Posted in Blessings of Habit, Health, Home School, Inspiring, Who's the mom here?, Wisdom

All Parents Home School – 3

Still No Escape

No matter which decision we make, we teach them.

Mussolini (left) and Hitler sent their armies ...
Hitler sent armies to North Africa into Egypt against the British

When we keep our children with us so that we can manage their social learning, we teach them that socialization can be done in right or wrong ways. Using the Ten Commandments (talk about mandates-based education!), we instruct as we model for them the only way that works: God’s way.

When they are teens and actually need to socialize, they will walk in right habits of socialization, while turning to us and ultimately, to the God Who guides us, for further instruction.

If we abandon them to learn socialization willy-nilly from the same-aged social misfits that become increasingly more abundant in this world, we still teach them—that no matter how they socialize, that is how to socialize. They will learn that whatever is socially acceptable to their peers is the social lesson for today, and to abandon any semblance to their parents in their quest for some socially “caring” model. They will learn that it is okay to have two mommies.

When we take time to reveal to our children the glories and the tragedies of the history of man, we teach them that we can and must learn from our actions. From Genesis to Revelation, we help them see that God knows the end from the beginning and always has His way.

When they are teens, and learn to care about things on the outside, they learn that today many make the mistakes that wise ones will learn from in the future.
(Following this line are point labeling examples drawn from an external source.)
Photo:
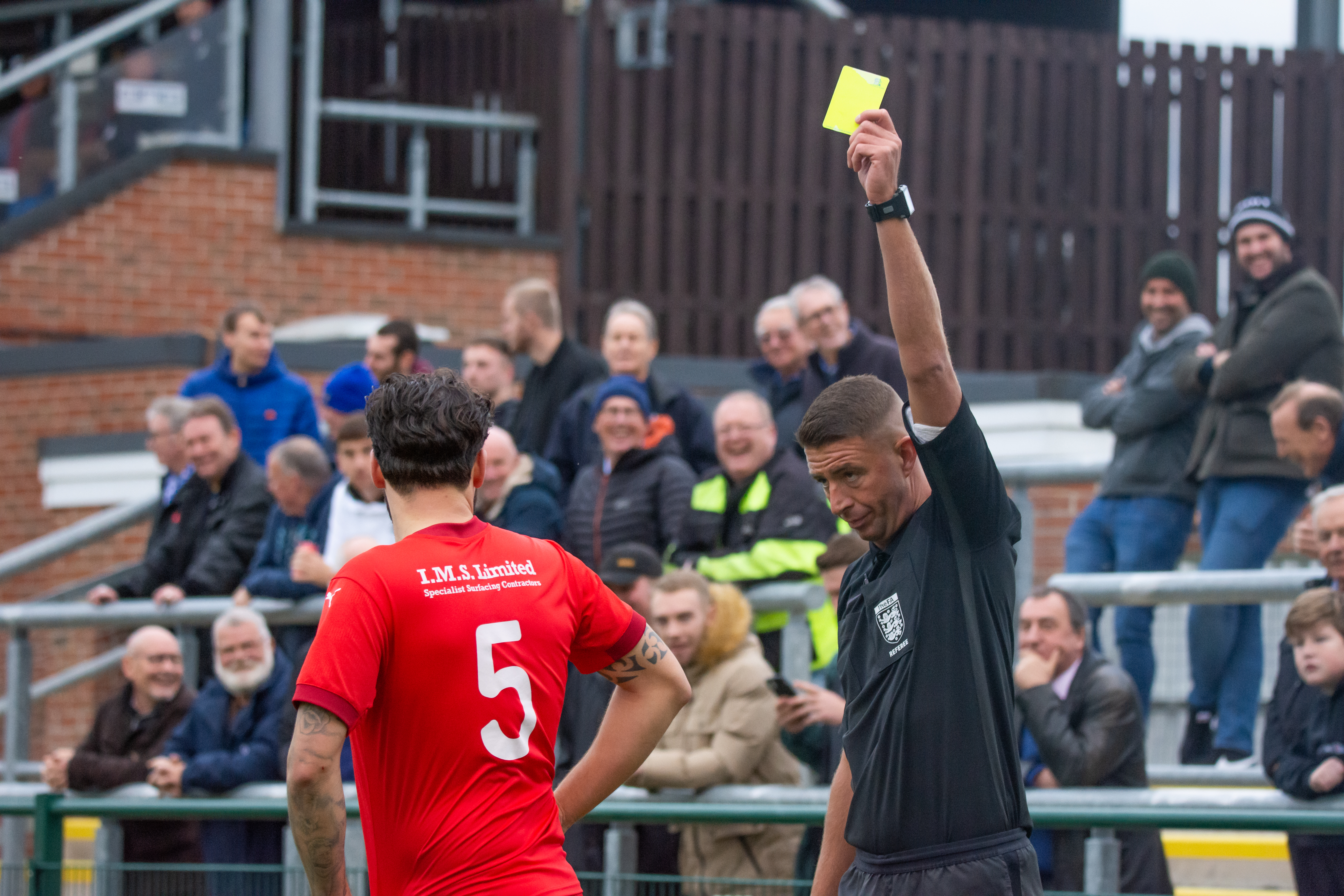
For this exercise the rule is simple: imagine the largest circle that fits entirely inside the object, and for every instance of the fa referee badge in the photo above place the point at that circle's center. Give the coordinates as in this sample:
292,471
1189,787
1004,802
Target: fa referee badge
890,620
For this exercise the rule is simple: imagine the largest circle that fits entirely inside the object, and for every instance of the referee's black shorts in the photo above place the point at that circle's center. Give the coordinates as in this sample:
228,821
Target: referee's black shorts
997,866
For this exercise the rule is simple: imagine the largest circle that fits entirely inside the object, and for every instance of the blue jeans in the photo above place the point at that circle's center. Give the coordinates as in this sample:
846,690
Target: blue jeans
1240,522
1130,535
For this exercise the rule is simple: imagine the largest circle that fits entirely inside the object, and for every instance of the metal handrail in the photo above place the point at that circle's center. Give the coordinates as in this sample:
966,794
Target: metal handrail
1204,586
92,39
75,536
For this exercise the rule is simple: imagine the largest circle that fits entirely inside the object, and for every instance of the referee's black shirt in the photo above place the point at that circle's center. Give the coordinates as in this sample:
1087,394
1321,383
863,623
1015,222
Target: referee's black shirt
925,773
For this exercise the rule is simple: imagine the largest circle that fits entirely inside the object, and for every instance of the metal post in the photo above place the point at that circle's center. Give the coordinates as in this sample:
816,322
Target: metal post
14,831
48,846
312,111
68,117
268,96
190,647
796,648
526,183
1026,547
417,178
108,850
620,852
1101,862
236,26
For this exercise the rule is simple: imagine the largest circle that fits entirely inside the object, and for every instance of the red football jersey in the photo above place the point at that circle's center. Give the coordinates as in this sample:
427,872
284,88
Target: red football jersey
447,656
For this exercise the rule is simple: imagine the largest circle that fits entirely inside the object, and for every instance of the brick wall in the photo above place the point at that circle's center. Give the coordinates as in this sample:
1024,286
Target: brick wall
175,250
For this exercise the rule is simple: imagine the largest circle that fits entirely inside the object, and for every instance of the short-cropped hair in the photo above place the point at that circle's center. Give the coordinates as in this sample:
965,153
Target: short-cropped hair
237,617
1322,499
540,297
842,550
174,409
428,429
408,340
355,429
1322,400
490,342
638,310
855,408
304,457
685,581
1314,608
1077,609
230,322
216,408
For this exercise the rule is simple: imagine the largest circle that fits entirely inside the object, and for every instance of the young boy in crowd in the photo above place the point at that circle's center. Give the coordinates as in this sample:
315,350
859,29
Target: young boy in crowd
1315,765
360,516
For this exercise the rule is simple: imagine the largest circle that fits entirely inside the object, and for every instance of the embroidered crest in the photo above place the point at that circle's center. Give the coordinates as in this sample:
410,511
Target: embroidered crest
890,620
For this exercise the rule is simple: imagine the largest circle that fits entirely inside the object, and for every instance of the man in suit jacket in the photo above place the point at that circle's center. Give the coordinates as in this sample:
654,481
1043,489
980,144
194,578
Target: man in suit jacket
1083,726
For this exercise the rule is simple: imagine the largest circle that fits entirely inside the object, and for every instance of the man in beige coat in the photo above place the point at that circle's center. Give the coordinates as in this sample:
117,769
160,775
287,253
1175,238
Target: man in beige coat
726,735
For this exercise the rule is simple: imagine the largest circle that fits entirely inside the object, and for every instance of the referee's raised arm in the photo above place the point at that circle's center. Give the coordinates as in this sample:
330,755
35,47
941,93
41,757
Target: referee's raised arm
912,297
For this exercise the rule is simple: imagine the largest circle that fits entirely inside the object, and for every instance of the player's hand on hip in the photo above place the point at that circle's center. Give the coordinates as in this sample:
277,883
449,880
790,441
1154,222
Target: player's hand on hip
876,155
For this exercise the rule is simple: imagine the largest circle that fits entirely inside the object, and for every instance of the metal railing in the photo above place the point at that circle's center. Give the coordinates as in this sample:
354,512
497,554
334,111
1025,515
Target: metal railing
1100,809
417,203
57,62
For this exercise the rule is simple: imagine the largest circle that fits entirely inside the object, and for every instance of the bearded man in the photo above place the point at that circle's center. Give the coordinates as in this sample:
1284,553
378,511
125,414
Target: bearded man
230,738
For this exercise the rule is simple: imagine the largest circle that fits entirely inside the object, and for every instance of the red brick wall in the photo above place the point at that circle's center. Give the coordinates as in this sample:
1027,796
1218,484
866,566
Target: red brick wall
175,250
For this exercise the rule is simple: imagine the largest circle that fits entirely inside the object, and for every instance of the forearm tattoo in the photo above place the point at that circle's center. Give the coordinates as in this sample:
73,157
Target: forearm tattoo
648,653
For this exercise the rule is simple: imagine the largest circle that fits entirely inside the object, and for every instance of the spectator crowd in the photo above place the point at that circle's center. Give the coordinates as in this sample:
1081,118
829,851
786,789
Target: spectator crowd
682,508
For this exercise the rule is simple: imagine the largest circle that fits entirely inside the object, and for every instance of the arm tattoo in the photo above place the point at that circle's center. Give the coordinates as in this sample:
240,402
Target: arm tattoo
647,653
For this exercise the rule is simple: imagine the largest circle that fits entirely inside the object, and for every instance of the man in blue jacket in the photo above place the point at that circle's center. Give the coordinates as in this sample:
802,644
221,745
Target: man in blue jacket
230,738
268,401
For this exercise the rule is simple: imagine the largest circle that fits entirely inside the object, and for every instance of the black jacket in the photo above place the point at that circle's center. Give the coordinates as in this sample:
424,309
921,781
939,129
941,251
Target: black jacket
644,500
786,401
771,527
866,354
210,538
1322,739
116,753
573,444
1292,332
1152,420
546,389
1096,739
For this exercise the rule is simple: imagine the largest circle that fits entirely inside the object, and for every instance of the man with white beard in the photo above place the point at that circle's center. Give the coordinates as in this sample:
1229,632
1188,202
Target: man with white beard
230,739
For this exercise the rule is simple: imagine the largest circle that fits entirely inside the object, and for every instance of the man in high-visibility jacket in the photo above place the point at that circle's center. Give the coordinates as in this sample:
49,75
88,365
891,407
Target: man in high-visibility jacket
760,518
If we trust worldly institutions to handle their history lessons, we still teach them—that the past is unimportant to us. They will not care much about history, either, and in anger, will care even less once it conflicts with God’s Word. They will believe that they came from slime and that the future is debatable, at best, and purposeless at worst and will wonder if Hitler was not right, after all.

When we continue their health classes and physical education into the rest of their childhood, we teach them that our bodies are temples for God. They learn the good stewardship that gives careful attention to the feeding and care of our bodies.

When they are teens, strong and healthy, excited about expending their energy for good purposes, they will be able to say to God, “Here am I…”

If we thrust them into worldly lessons about the body, we still teach them—that the purpose of exercise is to be famous or formidable, and that ketchup is a vegetable. They will converse casually about euthanasia, believe that hormones are insurmountable, and toil under assignments to pretend to be married or expecting. They will grow increasingly comfortable with those conversations, beliefs, and pretenses, too.

More later.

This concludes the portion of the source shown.